As to why Microsoft did that, I'd guess that the possibility of changing or removing registered scripts was simply forgotten when RegisterStartupScript was first designed. The design choices happened to make it non-trivial to go back and create an unregister method, so they'd now need a good reason to do that.

When you register a script, it's stored in two places within the ClientScriptManager. A ListDictionary allows checks for whether a script is already registered, and an ArrayList stores the actual scripts as they will be rendered.
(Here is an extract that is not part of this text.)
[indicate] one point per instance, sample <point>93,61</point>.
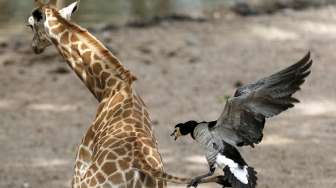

I assume that the ArrayList is used to ensure that scripts are rendered in the order in which they were registered, but it also means that you can't tell which string in the ArrayList belongs to which key.

It wouldn't be terribly hard to equip your own page class with methods for MaybeAddStartupScript(key,script) and ChangedMyMindAboutThatStartupScript(key). Store the keys and scripts in your own dictionary and then in PreRender, register whichever scripts made it this far. It's certainly annoying to have to do it yourself, though.